I believe we'd all benefit if we were offered a choice of outcomes, rather than one of political parties or candidates, many of whom can get away with talking only vaguely about what they hope to achieve in office. A Social Policy Bond regime would do this; people would choose the outcomes they wish to target and their priority. This would have many benefits. First, it would change the way in which we judge administrations: competence would shoot up the list of criteria by which we judge an administration. Second, it would get us used to the notions of trade-offs and opportunity cost when choosing which goals we should target. Third, it would drastically shrink the role of government in allocating funding; not theoretically a goal in itself, but given the temptations and actual corruption scandals, even in relatively less corrupt countries, it would contribute to more efficient government. Under a bond regime, government would relinquish its role in allocating funding to public- and private-sector bodies: this would be done by investors in the bonds, whose over-arching goal would be the efficiency with which society's social and environmental goals shall be achieved. Markets, in economic theory and on all the evidence, are the best way of allocating scarce resources. But government would still have important roles doing things that only it can do: articulating society's goals and raising the revenue that would reward those who achieve them.
There would be other benefits. Policymaking would be more transparent. And there'd be a far more direct link between stated policy objectives and the activities undertaken to achieve them. So that, say, if we collectively decide we want to do something about cleaning up the environment, an Environmental Policy Bond regime pay people to clean up the environment. If we want to reduce crime rates, we'd reward investors in crime reduction bonds only when crime rates have fallen.

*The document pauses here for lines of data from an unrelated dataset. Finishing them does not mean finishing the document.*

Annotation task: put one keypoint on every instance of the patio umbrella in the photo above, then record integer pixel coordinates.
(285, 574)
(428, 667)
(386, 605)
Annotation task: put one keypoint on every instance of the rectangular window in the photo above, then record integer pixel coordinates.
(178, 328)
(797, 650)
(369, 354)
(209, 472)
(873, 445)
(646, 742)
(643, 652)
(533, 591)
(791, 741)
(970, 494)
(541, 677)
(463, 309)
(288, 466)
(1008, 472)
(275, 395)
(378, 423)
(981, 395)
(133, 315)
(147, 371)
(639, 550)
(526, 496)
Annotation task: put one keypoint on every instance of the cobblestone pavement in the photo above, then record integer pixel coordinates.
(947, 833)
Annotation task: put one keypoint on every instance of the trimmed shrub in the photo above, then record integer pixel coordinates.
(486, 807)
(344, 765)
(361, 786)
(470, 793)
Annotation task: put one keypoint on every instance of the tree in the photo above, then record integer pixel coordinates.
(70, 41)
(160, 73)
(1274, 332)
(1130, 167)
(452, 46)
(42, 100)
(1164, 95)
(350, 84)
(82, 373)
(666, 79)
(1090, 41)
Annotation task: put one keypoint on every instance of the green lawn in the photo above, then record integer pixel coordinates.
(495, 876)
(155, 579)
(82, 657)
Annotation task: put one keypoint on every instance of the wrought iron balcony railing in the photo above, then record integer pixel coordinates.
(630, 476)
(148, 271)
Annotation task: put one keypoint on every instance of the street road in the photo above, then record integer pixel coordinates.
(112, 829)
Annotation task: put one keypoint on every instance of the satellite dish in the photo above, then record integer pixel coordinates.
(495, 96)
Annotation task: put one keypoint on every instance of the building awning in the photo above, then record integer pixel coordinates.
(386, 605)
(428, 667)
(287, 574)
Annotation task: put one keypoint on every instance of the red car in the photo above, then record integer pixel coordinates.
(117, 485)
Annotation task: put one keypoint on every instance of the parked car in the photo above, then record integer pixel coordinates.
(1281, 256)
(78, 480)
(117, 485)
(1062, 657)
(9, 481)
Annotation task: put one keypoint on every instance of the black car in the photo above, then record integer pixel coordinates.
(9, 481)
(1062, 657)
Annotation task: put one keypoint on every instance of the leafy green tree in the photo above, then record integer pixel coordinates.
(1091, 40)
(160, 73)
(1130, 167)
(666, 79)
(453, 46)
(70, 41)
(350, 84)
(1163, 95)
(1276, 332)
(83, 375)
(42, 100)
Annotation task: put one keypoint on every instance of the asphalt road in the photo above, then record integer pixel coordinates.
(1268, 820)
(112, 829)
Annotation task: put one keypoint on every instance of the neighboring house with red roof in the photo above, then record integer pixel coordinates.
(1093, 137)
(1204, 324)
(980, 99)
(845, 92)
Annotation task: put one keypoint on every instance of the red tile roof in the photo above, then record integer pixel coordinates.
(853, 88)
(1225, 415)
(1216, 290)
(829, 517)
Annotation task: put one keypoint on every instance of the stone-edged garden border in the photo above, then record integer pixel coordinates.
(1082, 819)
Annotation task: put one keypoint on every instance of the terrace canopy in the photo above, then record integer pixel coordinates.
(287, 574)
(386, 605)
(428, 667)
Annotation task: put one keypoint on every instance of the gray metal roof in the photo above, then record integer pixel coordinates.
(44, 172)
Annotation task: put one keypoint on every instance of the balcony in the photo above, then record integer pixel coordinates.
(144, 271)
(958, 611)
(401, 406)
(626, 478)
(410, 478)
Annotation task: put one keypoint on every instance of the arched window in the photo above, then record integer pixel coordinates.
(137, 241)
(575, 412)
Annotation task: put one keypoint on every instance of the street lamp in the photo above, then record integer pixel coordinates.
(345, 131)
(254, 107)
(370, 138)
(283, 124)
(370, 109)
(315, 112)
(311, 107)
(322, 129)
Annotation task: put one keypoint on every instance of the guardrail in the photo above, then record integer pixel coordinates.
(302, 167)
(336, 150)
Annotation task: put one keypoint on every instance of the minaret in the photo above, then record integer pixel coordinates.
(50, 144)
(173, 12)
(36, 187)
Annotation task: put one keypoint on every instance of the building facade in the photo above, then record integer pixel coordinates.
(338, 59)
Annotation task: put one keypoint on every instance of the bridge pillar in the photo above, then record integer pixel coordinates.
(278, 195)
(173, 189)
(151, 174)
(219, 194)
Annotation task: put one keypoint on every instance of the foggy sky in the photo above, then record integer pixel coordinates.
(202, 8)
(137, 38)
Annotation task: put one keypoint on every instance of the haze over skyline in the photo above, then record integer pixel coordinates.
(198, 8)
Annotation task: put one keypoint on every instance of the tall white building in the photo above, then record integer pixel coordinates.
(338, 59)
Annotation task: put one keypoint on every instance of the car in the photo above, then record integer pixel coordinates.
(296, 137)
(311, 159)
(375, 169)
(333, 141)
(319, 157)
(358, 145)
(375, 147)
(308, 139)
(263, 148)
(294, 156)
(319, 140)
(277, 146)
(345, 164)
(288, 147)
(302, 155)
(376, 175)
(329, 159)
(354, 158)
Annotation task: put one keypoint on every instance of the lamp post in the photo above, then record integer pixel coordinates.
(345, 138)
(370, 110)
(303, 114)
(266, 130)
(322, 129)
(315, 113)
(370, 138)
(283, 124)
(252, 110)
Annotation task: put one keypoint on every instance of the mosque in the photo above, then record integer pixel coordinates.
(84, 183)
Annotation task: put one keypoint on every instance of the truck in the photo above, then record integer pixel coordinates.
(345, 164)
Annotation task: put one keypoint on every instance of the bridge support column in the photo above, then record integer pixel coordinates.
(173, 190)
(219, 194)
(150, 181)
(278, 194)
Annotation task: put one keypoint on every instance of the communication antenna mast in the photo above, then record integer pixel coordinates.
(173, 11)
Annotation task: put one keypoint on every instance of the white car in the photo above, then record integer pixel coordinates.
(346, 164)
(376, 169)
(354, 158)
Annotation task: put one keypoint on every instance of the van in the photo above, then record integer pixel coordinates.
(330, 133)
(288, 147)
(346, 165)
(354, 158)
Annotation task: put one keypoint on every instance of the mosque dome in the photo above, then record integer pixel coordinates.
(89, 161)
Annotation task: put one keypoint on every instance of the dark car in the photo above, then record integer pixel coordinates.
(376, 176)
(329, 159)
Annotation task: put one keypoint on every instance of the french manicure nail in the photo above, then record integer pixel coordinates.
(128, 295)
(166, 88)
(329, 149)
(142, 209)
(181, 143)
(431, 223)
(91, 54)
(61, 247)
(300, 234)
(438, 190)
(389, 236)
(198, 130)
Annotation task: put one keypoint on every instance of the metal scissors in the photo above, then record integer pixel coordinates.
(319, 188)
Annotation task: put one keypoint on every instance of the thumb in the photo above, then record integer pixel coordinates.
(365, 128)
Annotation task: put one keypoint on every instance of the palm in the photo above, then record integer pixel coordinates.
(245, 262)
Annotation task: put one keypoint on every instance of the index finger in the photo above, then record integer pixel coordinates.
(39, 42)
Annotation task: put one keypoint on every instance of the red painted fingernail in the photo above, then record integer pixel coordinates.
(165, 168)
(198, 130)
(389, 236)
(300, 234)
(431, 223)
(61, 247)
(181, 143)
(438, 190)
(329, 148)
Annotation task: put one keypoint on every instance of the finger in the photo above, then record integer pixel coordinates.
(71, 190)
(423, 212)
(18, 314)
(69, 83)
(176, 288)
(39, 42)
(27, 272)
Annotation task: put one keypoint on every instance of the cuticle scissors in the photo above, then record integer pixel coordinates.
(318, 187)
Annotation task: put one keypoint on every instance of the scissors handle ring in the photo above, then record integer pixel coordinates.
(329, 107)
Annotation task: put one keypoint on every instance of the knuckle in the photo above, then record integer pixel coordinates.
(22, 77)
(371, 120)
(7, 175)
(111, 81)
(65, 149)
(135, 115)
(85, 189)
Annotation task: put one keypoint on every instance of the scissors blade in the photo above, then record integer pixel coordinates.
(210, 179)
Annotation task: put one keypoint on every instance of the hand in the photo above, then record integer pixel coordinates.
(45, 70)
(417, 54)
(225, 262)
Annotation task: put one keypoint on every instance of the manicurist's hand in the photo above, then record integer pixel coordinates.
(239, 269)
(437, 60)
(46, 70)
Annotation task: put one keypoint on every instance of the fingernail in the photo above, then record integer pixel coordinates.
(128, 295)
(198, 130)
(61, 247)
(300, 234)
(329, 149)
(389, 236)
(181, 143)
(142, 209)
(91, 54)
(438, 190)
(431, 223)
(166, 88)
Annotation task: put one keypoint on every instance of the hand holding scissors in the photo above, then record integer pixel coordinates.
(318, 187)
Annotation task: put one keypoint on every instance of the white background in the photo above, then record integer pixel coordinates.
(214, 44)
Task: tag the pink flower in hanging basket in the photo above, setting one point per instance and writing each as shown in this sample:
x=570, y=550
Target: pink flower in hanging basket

We need to target outcomes, rather than wait decades for government to agree on what's required and then make policy that might, or might not, do something to achieve it. What is important is not how our urgent social and environmental problems are solved, nor which body shall try to solve them, but that they are solved. Social Policy Bonds are one way of getting government to focus on what we as a society actually want to achieve and out of the business of identifying genuinely (or not) difficult scientific and social relationships. The first is something that democratic governments can actually do quite well. The second is something that markets do much better, because scientific and social relationships are complex and ever-changing, and because incentives are crucial.